とりわけ後半部分の歌心にあふれたアドリブを聴けば、なぜサッチモがジャズ・ヴォーカルの父と呼ばれるのかおわかりいただけるでしょう。ちなみにこの時はインストゥルメンタル・ヴァージョンも録音されており、そちらでは彼のトランペットをたっぷりと聴くことができます。
<動画:On The Sunny Side Of The Street (10-?-34)>
この3年後の1937年、今度はロサンゼルスで彼はこの曲をレコーディングしています。少し速めのテンポで各メンバーのソロをふんだんにフィーチャーしているあたり、ジャズっぽいテイストがより増している印象。サッチモの歌もトランペットも、創造的でありながらどこまでもメロディックで、これぞジャズ・インプロヴィゼーションの原点というパフォーマンスになっています。
<動画:On The Sunny Side Of The Street>
名ライヴとして名高い1947年11月のボストン・シンフォニーホールにおけるコンサートでも、この曲は取り上げられています。ジャック・ティーガーデン、バーニー・ビガード、ディック・キャリー、アーヴェル・ショウ、ビッグ・シド・カトレットという目もくらむような面々との演奏は、集団即興を土台としながらすべてが完璧に調和している見事なもの。完成度とリラクゼーションが美しく併存したこんな音楽は、もはや現代では再現不可能でしょう。
<動画:On The Sunny Side Of The Street (Live At Symphony Hall, Boston, MA/With Applause/1947)>
1956年12月に、サイ・オリヴァー率いるオーケストラをバックに吹き込まれたヴァージョンも名演です。トラミー・ヤング、エドモンド・ホール、ラッキー・トンプソン等々の豪華なメンバー。隅々まで目の行き届いたオリヴァーのアレンジ。それをバックに奔放かつ愛情を込めて歌い、吹くサッチモ。音質の良好さも含めて、これは彼の「オン・ザ・サニー・サイド・オブ・ザ・ストリート」の集大成といえるかもしれません。

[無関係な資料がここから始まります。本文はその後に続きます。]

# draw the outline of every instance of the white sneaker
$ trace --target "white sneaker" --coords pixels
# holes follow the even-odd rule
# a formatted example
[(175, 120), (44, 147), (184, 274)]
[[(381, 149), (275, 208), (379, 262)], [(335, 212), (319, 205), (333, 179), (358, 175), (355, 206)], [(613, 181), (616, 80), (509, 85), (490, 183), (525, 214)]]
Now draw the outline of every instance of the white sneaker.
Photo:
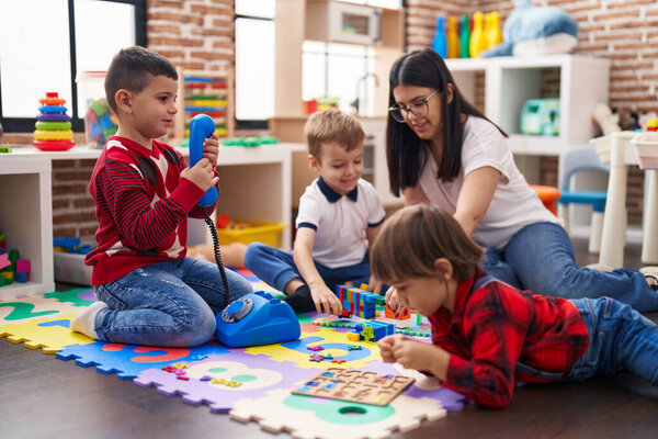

<動画:On The Sunny Side Of The Street>
もちろんこの曲、サッチモ以外にも多くのジャズ・ミュージシャンが名演名唱を残しています。
まずビリー・ホリデイ。これを録音した当時のホリデイは絶頂期で、ゆらゆらとたゆたうような独特のビート感とニュアンス豊かな表情付け、そして絶妙なメロディ・フェイクはまさにジャズ・ヴォーカル女王の名に恥じないものです。
<動画:On The Sunny Side Of The Street>
そのホリデイと並ぶ名唱を残しているのがエラ・フィッツジェラルド。カウント・ベイシー・オーケストラの豪快な演奏をバックにしたその歌は余裕と楽しさに溢れていて、これを聴けばこの世の憂さも少しは晴れようというものです。
<動画:On The Sunny Side Of The Street>
フランク・シナトラの歌声も、このナンバーの明るい曲想にピッタリです。「コートをつかんで帽子をかぶり、心配事はとりあえず置いといて、日なたの道を歩けば人生は素敵になるさ」と彼が歌うと、それが現実になると思えてくるのですから、音楽の力とはすごいものです。
<動画:On The Sunny Side Of The Street (Remastered)>
ディジー・ガレスピー、ソニー・スティット、ソニー・ロリンズによる「サニー・サイド」は、この顔合わせから想像されるような丁々発止のバトルとはならず、各人が個性を発揮しながらもバランスの取れたものとなっているところが、逆に懐の深さを感じさせる演奏。後半部分ではガレスピーが、自慢の(?)喉も披露しています。